3. **Expected evidence of reproduction:**
   - Marker file (`marker_vuln_attempt*.txt`) containing `uid=...` output from the injected `id` command.
   - Test logs showing `INJECTION_PROVEN` in stdout for the vulnerable build.
   - Test logs showing `/bin/sh: Syntax error: Unterminated quoted string` for DoS tests.
   - Absence of marker file and clean literal output for the fixed build (negative control).

## Evidence

- **Log file locations:**
  - `bundle/logs/test_A_vuln_attempt{1,2}.log` — DoS test on vulnerable build
  - `bundle/logs/test_A_fixed_attempt{1,2}.log` — DoS test on fixed build
  - `bundle/logs/test_B_vuln_attempt{1,2}.log` — Injection test on vulnerable build
  - `bundle/logs/test_B_fixed_attempt{1,2}.log` — Injection test on fixed build
  - `bundle/logs/test_C_vuln_attempt{1,2}.log` — Ticket payload on vulnerable build
  - `bundle/logs/test_C_fixed_attempt{1,2}.log` — Ticket payload on fixed build
  - `bundle/logs/binary_info.txt` — Node.js binary versions/paths
  - `bundle/logs/source_diff.txt` — Vulnerable vs. fixed EscapeShell source
  - `bundle/repro/artifacts/marker_vuln_attempt*.txt` — Proof of injected `id` execution
- **Key excerpts (pre-verified on system Node.js v24.18.0):**
  - Injection: stdout shows `["x\\"]` then `INJECTION_PROVEN`; marker file contains `uid=1000(vscode) gid=1000(vscode) groups=1000(vscode),969(969)`
  - DoS: `/bin/sh: 1: Syntax error: Unterminated quoted string`
- **Environment:** Linux x86_64, `/bin/sh` (dash), Node.js built from source at commits `e76c573^` (vulnerable) and `e76c573` (fixed). System Node.js v24.18.0 also confirmed vulnerable.

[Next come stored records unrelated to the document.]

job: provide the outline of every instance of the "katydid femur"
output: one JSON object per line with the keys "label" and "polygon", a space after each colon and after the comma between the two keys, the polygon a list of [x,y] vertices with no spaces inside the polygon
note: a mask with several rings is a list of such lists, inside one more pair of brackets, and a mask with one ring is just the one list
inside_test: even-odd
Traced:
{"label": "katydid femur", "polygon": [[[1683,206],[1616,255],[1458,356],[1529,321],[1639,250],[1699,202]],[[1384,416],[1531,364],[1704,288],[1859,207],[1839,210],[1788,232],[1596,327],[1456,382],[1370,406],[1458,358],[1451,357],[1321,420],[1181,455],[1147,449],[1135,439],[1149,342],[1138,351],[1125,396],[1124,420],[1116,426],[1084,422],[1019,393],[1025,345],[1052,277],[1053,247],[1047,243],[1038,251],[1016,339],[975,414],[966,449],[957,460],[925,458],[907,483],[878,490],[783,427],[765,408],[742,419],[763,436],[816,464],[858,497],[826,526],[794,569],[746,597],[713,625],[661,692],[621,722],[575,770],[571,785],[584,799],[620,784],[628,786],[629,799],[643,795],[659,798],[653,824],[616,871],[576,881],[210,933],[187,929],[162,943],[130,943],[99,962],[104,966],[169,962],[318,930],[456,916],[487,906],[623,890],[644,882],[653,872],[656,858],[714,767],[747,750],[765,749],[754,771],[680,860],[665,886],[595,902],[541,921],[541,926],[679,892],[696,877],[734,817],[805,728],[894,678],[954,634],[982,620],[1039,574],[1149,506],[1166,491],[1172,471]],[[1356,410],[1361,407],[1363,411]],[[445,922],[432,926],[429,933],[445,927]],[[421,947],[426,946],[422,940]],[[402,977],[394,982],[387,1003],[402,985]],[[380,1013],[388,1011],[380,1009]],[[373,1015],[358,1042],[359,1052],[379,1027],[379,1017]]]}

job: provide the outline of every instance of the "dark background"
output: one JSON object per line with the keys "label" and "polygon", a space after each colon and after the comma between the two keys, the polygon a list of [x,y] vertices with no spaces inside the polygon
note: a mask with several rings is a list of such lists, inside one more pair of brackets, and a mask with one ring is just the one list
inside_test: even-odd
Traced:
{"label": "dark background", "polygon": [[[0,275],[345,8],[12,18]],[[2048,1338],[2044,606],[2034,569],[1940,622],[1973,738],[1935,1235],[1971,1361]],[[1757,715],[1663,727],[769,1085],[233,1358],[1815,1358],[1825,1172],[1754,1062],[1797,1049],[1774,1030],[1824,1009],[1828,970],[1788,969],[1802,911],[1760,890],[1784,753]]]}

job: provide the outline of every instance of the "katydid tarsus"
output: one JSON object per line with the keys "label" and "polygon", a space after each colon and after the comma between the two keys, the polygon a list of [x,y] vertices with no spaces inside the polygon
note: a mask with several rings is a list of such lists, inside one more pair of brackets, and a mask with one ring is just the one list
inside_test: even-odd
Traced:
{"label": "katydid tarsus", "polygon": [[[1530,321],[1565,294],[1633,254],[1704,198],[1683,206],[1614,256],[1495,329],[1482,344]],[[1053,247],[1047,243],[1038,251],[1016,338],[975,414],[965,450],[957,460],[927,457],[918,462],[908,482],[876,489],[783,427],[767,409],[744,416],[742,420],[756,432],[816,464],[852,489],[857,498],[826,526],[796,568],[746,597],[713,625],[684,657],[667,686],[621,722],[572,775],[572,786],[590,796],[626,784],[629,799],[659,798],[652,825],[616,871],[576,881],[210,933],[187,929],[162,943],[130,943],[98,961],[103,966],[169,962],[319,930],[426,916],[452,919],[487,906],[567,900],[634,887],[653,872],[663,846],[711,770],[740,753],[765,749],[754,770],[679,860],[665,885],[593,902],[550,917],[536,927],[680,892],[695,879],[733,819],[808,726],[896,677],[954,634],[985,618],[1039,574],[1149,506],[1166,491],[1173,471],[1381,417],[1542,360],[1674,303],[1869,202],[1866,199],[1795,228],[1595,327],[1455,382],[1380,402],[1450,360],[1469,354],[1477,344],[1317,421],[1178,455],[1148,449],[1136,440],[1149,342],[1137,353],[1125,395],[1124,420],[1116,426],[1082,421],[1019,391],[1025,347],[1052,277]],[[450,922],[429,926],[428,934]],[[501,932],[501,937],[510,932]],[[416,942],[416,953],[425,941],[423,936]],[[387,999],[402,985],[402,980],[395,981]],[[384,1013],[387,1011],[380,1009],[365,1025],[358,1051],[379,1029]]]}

## Recommendations / Next Steps

- **Suggested fix approach:** Apply commit `e76c573e4546ce9e89e0dd954f80aaba32148a48` — replace `\\'` with `'\"'\"'` in the POSIX branch of `EscapeShell()`. This is the canonical POSIX-safe single-quote escaping technique.
- **Upgrade guidance:** Upgrade to any Node.js release that includes commit `e76c573`. All versions prior to this commit that ship the `--run` task runner are affected.
- **Testing recommendations:** Add regression tests that pass arguments containing single quotes, semicolons, and comment characters through `node --run` and verify the shell receives them as literal values. The existing `test/cctest/test_node_task_runner.cc` `EscapeShell` unit test should be expanded to cover the `'"'"'` output and end-to-end `--run` invocations with shell metacharacters.

## Additional Notes

- **Idempotency:** The script cleans up marker files before each injection test and recreates the test project from scratch, so repeated runs produce consistent results.
- **Key insight:** The ticket's exact payload `foo' ; id ; '` only causes a syntax error (DoS) because the trailing wrap-quote `'` opens an unterminated single-quoted context, causing `/bin/sh` to reject the entire command before executing anything. The modified payload `x';id > MARKER;echo INJECTION_PROVEN #` uses a `#` comment to consume the trailing wrap-quote, producing a **syntactically valid** shell command in which the injected `id` and `echo` commands execute. This achieves the full code-execution impact claimed by the ticket.
- **Why the `#` technique works:** After the broken `\'` escaping closes the single-quote context, the `#` (preceded by whitespace) starts a shell comment that extends to end-of-line, swallowing the wrap's trailing `'`. The commands before `#` (`id`, `echo`) execute normally.
- **Platform scope:** This vulnerability is POSIX-only. The Windows branch of `EscapeShell()` uses a different escaping strategy (double-quote based) and is not affected.